Businesses utilizing AI interfaces mean well. Efficient greeting and routing of customer queries to the right department, can serve customers faster and minimize costs. This is good business and good customer service.

Why then, have I had so many miserable experiences with the the AI that answers the phone in my quest for customer service? As a business analyst, I would suggest: bandwagoning, adopting weakly understood technology, and insufficient product testing. In hard-to-find-employee times, there is pressure to serve customers with fewer and fewer employees. AI seems like a good solution. 

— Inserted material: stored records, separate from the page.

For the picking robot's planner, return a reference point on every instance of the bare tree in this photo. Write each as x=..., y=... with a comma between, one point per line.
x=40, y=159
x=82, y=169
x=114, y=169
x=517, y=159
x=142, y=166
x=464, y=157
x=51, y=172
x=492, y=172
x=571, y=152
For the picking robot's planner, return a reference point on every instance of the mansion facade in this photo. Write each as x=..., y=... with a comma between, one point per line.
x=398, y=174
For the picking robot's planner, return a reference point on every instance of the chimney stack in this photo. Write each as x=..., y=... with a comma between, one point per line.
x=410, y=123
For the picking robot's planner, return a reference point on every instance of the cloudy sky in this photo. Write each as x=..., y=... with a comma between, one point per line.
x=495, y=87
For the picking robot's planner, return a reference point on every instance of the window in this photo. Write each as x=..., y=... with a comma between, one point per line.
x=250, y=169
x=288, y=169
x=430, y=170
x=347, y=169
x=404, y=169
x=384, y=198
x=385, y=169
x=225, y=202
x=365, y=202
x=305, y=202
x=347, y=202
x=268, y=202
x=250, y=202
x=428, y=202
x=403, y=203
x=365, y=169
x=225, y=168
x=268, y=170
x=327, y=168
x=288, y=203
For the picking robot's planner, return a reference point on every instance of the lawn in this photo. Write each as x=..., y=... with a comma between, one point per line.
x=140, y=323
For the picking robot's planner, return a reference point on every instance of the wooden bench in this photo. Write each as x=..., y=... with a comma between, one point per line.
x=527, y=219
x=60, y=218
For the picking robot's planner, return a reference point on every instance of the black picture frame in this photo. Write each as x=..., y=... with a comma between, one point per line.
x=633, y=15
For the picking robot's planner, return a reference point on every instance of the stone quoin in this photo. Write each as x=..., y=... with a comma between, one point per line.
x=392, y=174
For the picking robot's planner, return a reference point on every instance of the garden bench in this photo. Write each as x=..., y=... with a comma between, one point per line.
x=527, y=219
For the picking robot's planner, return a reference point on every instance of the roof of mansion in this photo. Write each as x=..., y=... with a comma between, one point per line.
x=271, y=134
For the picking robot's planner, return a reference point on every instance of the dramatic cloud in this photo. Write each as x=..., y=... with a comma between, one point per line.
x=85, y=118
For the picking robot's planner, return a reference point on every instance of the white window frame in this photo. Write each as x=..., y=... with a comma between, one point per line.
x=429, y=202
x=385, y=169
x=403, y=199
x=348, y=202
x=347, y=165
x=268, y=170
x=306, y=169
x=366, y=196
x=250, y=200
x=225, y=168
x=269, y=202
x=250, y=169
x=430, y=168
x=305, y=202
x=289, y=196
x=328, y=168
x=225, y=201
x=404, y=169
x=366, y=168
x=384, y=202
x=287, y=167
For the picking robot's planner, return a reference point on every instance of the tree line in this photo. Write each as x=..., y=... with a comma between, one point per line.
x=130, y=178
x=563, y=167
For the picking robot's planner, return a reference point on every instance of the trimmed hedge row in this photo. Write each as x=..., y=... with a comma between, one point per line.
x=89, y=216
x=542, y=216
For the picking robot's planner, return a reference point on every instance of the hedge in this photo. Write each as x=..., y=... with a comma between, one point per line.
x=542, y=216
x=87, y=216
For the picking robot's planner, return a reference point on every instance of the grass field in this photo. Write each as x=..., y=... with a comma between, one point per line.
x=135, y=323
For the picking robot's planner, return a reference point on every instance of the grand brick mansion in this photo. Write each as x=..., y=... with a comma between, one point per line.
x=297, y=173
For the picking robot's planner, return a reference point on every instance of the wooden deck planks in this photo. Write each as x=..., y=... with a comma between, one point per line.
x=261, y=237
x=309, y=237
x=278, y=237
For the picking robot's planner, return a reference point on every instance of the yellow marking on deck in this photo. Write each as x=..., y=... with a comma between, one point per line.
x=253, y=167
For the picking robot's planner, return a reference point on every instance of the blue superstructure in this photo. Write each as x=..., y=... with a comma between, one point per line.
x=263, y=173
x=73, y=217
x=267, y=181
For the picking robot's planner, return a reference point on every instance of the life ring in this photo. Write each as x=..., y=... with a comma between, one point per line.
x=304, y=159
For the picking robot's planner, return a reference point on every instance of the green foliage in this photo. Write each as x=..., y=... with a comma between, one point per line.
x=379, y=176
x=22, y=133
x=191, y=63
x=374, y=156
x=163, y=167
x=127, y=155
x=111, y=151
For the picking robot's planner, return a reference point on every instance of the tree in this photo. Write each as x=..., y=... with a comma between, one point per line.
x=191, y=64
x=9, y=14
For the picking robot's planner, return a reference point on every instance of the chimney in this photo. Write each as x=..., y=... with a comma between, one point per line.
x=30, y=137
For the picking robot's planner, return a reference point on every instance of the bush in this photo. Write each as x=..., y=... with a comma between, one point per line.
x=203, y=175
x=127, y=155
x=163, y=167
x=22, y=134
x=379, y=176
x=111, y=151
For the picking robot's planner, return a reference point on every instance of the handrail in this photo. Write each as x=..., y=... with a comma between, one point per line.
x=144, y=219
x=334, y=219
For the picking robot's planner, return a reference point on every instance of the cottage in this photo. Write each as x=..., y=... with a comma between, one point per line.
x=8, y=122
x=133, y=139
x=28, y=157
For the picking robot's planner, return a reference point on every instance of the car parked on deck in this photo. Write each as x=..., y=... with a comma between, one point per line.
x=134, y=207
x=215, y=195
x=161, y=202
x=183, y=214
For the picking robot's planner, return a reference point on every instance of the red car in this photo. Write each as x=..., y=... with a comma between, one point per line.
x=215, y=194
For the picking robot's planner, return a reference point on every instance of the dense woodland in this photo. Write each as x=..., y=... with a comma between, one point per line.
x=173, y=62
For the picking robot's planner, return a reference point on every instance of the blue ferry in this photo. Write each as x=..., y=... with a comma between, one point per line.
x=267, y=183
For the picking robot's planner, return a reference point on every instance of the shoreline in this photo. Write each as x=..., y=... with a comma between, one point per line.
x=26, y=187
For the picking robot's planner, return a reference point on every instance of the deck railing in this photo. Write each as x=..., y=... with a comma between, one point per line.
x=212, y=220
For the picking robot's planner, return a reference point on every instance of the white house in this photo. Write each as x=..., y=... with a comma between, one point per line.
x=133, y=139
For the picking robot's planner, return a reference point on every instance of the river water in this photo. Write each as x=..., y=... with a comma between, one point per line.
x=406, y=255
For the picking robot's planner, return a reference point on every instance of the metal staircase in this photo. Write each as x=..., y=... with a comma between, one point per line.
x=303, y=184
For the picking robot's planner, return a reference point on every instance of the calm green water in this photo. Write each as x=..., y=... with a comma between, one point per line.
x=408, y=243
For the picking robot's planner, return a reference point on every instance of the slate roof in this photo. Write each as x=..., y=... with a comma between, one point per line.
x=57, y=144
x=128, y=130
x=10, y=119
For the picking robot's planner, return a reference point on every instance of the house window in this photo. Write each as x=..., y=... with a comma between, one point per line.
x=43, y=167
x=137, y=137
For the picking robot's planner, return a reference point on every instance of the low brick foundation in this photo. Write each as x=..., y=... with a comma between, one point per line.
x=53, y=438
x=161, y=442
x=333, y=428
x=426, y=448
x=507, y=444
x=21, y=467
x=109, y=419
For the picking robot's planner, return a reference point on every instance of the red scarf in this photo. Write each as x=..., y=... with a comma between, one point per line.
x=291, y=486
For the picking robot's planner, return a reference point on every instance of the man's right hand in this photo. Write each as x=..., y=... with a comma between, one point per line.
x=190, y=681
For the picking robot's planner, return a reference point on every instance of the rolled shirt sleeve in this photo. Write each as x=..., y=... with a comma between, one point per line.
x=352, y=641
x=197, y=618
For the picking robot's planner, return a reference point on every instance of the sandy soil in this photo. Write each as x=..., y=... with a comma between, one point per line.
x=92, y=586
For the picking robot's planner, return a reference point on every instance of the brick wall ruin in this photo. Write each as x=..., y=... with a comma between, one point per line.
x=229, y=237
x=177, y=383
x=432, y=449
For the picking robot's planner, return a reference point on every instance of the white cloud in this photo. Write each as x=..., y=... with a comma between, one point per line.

I suspect AI’s phone answering time hasn’t come yet. It’s like the 13 year old who looks mature and thinks they know all about adulting, but can’t drive, doesn’t have a credit card, any debt, or an ex who wants custody of the kids. AI isn’t at the state of maturity where it can understand the breadth and depth of human communication. 

The goals of service and efficiency through use of artificial intelligence to direct incoming calls are reasonable. Turns out that’s hard to achieve. Until the truly understanding AI is engineered, pushing ‘1’ for savings, ‘2’ for chequing, and ‘3’ for other is efficient, customer centric and free of misinterpretation by a not-intelligent-enough machine. 

1 which happened to be a company I’d had an account with for over 20 years.